Submit the CLOtest slide, along with a properly filled out WPM SURGICAL PATHOLOGY AND NON-GYN CYTOLOGY request form. Under Special Requests: indicate [X] Other, and write in “CLOtest”. Place in specimen transport bag for transportation to WPM Pathology Laboratory.

RESULTS

A “SURGICAL PATHOLOGY REPORT” will be issued by a Pathologist with the results from the CLOtest. A positive report indicates, with a 97% specificity, that H. pylori was present in the biopsy specimen.

False negatives may occur when very low numbers of H. pylori are present, or the bacterium has a patchy distribution (not present in the antrum), or with widespread intestinal metaplasia.

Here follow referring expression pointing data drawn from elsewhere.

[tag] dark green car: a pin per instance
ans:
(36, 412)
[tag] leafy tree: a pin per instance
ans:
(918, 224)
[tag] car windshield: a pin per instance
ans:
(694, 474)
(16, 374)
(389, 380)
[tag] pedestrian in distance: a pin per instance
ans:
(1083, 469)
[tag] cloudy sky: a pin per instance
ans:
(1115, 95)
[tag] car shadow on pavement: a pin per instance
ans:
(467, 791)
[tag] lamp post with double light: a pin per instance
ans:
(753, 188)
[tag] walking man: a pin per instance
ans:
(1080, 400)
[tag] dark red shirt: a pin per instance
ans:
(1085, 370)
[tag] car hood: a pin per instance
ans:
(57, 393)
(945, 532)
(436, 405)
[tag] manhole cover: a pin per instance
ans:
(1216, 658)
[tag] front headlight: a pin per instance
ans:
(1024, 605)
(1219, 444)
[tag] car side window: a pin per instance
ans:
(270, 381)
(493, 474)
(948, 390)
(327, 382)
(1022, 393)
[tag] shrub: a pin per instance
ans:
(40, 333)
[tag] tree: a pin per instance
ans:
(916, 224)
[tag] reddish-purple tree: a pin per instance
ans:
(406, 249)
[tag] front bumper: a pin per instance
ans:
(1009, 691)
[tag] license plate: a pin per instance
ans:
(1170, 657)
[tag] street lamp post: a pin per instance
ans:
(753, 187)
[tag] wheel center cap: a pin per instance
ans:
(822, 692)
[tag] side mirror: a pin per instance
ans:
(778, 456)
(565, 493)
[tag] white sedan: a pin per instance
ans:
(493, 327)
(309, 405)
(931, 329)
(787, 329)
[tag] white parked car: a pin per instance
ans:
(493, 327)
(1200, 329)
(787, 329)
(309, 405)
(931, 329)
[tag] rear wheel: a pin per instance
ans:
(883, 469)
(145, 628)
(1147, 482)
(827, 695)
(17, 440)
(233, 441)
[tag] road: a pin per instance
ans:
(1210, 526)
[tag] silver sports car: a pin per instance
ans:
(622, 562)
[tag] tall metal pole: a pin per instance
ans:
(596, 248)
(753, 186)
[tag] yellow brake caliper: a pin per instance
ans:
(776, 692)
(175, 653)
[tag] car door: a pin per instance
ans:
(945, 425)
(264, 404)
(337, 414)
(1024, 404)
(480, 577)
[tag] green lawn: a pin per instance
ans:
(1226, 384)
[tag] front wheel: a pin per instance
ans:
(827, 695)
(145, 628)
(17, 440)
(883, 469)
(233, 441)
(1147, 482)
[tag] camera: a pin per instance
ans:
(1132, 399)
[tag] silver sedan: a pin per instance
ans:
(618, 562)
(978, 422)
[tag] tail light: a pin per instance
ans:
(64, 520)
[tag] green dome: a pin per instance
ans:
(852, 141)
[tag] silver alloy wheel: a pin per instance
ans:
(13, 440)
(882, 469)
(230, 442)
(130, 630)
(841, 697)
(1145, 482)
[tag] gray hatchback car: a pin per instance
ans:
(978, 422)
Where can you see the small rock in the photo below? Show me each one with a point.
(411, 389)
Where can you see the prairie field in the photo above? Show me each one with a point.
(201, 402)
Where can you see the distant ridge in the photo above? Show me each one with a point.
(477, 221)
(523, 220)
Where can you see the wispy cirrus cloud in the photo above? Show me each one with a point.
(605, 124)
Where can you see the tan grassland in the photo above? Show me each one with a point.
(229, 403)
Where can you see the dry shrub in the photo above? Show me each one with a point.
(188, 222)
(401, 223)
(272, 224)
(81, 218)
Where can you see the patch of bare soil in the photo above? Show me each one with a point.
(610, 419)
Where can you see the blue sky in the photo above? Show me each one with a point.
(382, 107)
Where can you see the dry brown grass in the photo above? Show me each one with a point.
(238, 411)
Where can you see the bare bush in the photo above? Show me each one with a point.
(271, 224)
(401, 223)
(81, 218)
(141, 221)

SPECIMEN HANDLING FOR CYTOGENETIC
(CHROMOSOME) ANALYSIS

PRODUCTS OF CONCEPTION:
1. Place fetal tissue in RPMI media or sterile saline. DO NOT PLACE IN FORMALIN.
Label the specimen.
In case of fetal demise, fetal tissue such as lung, kidney, liver, or periumbilical skin
are suitable for submission.
In cases of fetal demise, the placenta maintains cell, viability longer due to
maternal blood circulation; therefore, placental specimens are more likely to
yield cell growth and therefore a cytogenetic result.

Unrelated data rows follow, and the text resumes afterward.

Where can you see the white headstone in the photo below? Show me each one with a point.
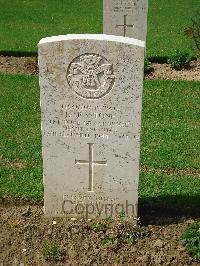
(91, 94)
(126, 18)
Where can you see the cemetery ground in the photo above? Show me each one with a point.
(169, 184)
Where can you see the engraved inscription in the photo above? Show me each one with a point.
(91, 163)
(91, 76)
(125, 25)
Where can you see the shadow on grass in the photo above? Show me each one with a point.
(168, 209)
(18, 53)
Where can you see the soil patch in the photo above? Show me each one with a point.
(29, 66)
(24, 229)
(19, 65)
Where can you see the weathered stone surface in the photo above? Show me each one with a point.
(91, 93)
(126, 18)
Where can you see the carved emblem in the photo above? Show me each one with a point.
(90, 76)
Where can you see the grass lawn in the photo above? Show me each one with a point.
(24, 23)
(170, 153)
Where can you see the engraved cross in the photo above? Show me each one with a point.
(91, 164)
(125, 26)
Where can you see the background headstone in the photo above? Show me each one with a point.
(91, 94)
(126, 18)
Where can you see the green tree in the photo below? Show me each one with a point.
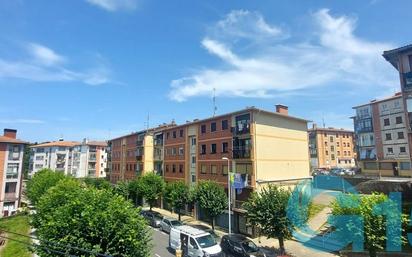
(99, 183)
(92, 219)
(212, 198)
(374, 225)
(41, 182)
(177, 195)
(267, 210)
(122, 188)
(150, 186)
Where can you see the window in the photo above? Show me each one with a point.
(225, 124)
(12, 170)
(225, 147)
(224, 170)
(203, 129)
(203, 149)
(213, 126)
(11, 187)
(203, 169)
(388, 136)
(213, 148)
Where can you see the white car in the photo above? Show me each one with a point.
(168, 223)
(194, 242)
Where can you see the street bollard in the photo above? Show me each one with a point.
(178, 253)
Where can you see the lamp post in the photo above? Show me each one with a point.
(228, 191)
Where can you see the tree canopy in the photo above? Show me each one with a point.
(376, 210)
(212, 198)
(91, 219)
(267, 210)
(177, 195)
(41, 182)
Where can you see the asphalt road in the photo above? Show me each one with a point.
(160, 244)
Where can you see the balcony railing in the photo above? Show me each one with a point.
(407, 78)
(242, 152)
(10, 196)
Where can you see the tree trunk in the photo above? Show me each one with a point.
(213, 223)
(281, 246)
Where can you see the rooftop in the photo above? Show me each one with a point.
(57, 143)
(374, 101)
(4, 139)
(392, 55)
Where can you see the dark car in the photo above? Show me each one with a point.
(154, 218)
(239, 246)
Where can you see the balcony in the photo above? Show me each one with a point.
(10, 196)
(241, 152)
(407, 78)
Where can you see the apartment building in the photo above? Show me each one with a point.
(331, 148)
(382, 137)
(89, 159)
(86, 159)
(263, 146)
(11, 166)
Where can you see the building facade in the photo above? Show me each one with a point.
(331, 148)
(86, 159)
(382, 137)
(11, 166)
(264, 147)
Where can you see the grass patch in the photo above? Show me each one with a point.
(18, 224)
(315, 208)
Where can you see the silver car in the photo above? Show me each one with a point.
(168, 223)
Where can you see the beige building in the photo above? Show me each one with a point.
(331, 148)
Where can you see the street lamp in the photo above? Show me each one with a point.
(228, 191)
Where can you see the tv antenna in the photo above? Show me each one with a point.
(214, 102)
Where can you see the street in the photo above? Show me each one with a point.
(160, 244)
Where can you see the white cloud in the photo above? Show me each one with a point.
(115, 5)
(335, 56)
(45, 65)
(44, 55)
(23, 121)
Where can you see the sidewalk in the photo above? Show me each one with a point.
(270, 246)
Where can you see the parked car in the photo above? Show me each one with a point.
(168, 223)
(240, 246)
(154, 218)
(193, 242)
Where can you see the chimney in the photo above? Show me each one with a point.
(282, 109)
(10, 133)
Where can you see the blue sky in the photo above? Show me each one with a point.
(97, 68)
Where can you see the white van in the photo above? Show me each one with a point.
(194, 242)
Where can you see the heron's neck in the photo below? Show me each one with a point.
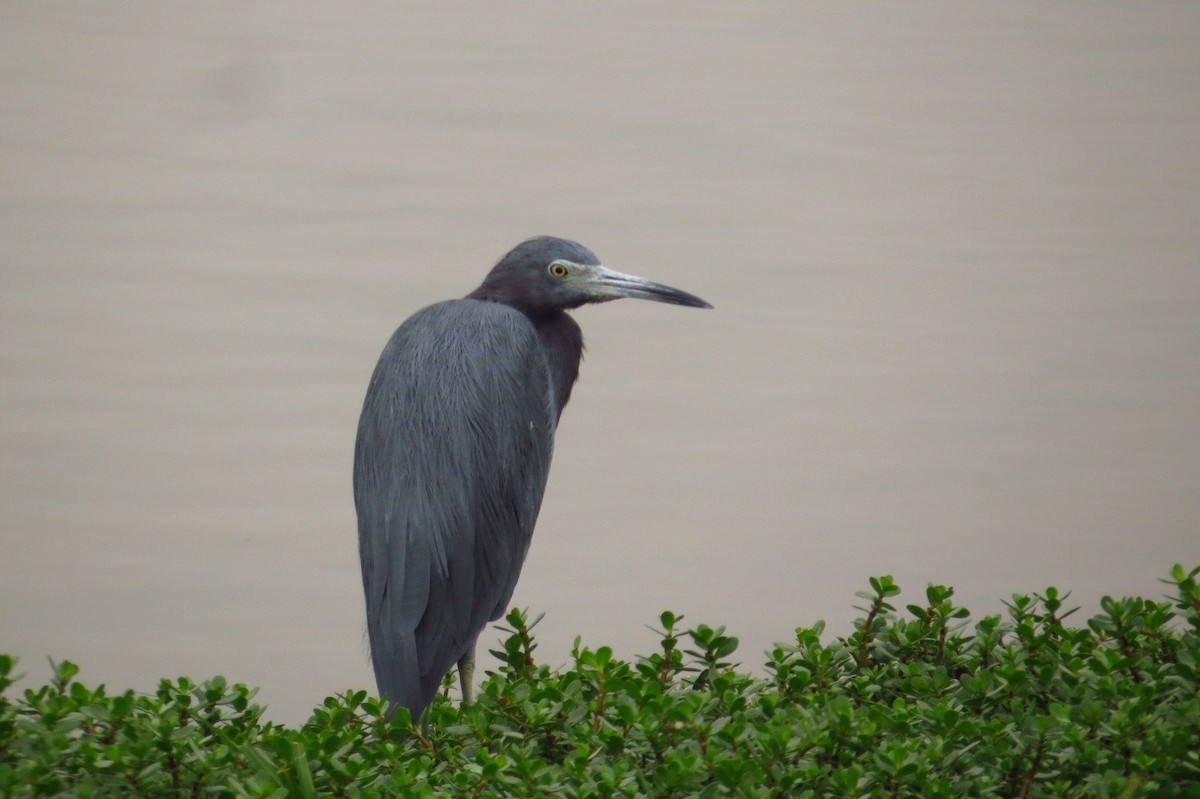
(563, 341)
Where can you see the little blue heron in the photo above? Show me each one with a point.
(453, 452)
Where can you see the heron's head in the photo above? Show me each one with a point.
(546, 274)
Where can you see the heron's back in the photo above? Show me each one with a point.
(450, 464)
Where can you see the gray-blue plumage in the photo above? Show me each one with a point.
(453, 452)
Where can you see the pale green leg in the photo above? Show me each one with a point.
(467, 673)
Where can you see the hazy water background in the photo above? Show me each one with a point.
(954, 251)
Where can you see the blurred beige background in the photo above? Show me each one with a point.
(954, 253)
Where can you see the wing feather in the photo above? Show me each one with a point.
(450, 466)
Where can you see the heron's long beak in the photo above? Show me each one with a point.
(609, 284)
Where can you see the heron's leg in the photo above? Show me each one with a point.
(467, 673)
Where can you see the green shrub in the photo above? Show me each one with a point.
(917, 704)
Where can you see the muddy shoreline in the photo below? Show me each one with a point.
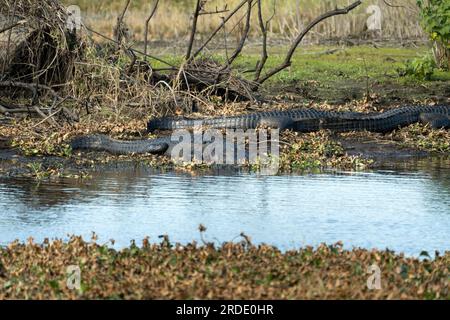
(14, 164)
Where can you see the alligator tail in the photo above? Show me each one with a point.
(105, 143)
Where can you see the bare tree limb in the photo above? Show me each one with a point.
(214, 33)
(132, 49)
(120, 20)
(198, 8)
(244, 35)
(263, 26)
(288, 59)
(152, 13)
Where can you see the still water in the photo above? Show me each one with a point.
(403, 210)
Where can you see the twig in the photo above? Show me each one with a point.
(288, 60)
(120, 21)
(11, 26)
(198, 8)
(225, 9)
(131, 49)
(263, 26)
(30, 86)
(152, 13)
(214, 33)
(9, 38)
(50, 120)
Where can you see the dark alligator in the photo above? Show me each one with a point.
(301, 120)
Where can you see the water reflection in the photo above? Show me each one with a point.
(405, 207)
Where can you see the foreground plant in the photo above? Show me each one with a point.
(230, 271)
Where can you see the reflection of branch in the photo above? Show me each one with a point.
(288, 60)
(225, 20)
(244, 35)
(198, 8)
(152, 13)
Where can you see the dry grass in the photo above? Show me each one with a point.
(231, 271)
(172, 20)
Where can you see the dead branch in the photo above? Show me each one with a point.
(288, 59)
(11, 26)
(120, 21)
(214, 33)
(33, 87)
(217, 11)
(263, 26)
(198, 8)
(238, 50)
(152, 13)
(132, 49)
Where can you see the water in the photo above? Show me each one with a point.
(406, 211)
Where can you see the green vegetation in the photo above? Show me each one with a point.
(435, 16)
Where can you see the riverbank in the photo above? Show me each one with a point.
(360, 79)
(231, 271)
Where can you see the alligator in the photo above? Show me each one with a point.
(301, 120)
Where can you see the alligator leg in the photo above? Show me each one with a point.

2. Maintain at room temperature. If transit is to be delayed for more than one day,
refrigerate the sample. DO NOT FREEZE.
PLACENTAL SAMPLING:
1. Collect the placental tissue sample from near the umbilical cord insertion site
beneath the amnion. Remove 5 mm3 of placenta tissue with a sterile surgical knife
and dissecting forceps.
2. Place sample in RPMI media or sterile saline. DO NOT PLACE IN FORMALIN.
Label the specimen.
3. Maintain at room temperature. If transit is to be delayed for more than one day,
refrigerate the sample. DO NOT FREEZE.